Поднявшись на локтях, Джармин осторожно втянул ноздрями прохладный ночной воздух, стараясь меньше хрипеть, потом сел, накрывшись плащом, и подтянув к подбородку колени. Ничто не нарушало привычной мелодии леса, к которой за время странствий успел привыкнуть мальчик. Ночь была глубокая и звездная. Дежурил Бала.
Джармин осторожно подошел к нему и сел рядом. Лекарь улыбнулся в ответ; эта улыбка несла тепло даже сквозь два слоя тумана равнодушия: по одному в душе каждого. Джармин улыбнулся в ответ, но улыбка исчезла с его лица, как только он вспомнил про руку Балы. Вскользь он посмотрел на нее: больная рука неподвижно лежала на колене лекаря, кровь, проступившая сквозь повязку, казалась черной в ночи; здоровой рукой он перебирал пушистые листочки какого-то растения. Оно подвяло — видимо, сорвано было давно…

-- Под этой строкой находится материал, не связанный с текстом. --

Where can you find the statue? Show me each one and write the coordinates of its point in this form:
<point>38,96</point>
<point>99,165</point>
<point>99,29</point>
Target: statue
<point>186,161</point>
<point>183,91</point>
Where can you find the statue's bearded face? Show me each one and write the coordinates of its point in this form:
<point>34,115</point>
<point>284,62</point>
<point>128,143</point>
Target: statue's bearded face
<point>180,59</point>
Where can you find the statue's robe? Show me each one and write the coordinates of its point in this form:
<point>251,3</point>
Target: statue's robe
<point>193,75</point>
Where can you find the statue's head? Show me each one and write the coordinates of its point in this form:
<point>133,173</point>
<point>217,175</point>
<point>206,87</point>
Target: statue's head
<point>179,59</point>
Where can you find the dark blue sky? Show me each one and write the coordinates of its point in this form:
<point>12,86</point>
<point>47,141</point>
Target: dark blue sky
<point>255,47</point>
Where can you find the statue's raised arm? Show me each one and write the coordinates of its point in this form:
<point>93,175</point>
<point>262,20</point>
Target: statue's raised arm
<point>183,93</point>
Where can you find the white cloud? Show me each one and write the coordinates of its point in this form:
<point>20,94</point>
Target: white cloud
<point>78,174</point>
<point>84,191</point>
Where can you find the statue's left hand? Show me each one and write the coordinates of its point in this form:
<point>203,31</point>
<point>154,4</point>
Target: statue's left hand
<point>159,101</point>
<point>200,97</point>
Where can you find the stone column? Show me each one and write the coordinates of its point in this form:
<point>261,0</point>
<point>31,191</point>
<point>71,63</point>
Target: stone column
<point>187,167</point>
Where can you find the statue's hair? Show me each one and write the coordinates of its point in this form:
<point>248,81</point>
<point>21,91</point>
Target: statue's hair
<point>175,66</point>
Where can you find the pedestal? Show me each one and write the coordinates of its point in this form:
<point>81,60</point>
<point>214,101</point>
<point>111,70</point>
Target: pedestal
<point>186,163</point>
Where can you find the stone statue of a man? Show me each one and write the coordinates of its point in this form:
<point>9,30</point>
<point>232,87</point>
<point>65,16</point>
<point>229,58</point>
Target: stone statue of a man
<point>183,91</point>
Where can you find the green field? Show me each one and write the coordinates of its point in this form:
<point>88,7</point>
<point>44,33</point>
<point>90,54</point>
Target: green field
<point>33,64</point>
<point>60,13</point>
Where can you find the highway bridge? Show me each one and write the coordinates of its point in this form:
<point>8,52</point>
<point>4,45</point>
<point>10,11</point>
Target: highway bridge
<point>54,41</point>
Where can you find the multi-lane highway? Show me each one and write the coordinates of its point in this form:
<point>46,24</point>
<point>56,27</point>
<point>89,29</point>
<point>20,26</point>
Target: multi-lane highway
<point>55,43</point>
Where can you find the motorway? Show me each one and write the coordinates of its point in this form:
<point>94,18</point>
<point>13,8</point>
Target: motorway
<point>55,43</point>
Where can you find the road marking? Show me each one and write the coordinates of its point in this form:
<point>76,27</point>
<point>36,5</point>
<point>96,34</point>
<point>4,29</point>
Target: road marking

— Это желтый назарин, — объяснил Бала, показав Джармину растение. — Я и не думал, что назарины растут так далеко от моря.
— Тогда, в «Приюте у озера» ты жалел, что у тебя нет с собой назарина, — сказал Джармин, улыбнувшись…
— Знакомая улыбка, — отрешенно проронил Бала. — Так улыбается тот, кто не совсем умеет улыбаться, потому что ему в жизни досталось мало радостей и от одной радости к другой он уже успевает забыть, что это такое… Коста… Коста улыбался так… И про назарин я рассказывал только ему.
— Назарин — цветок надежды, — припомнил Джармин. — Желтые цветы лечат больную душу, серые корни — больное тело…
— Ты и вправду — Коста… — Бала покачал головой, не веря в то, что говорит. — Мой ученик. Мой друг. Если бы только все обернулось иначе… Я показал бы тебе самые красивые места мира. Даже свои родные Черные Острова.
— Еще покажешь, вот только выберемся отсюда… — тепло отозвался Джармин, вновь напомнив Бале младшего Оллардиана, но не голосом, а неуловимой интонацией.
— Я хотел бы верить… — вздохнул Мараскаран. — Но… — он взглянул на цветок, бессильно уронивший свою золотую головку, и передал его Джармину. — …похоже, мой назарин завял… Иди спи Коста-Джармин; тебе не придется дежурить этой ночью.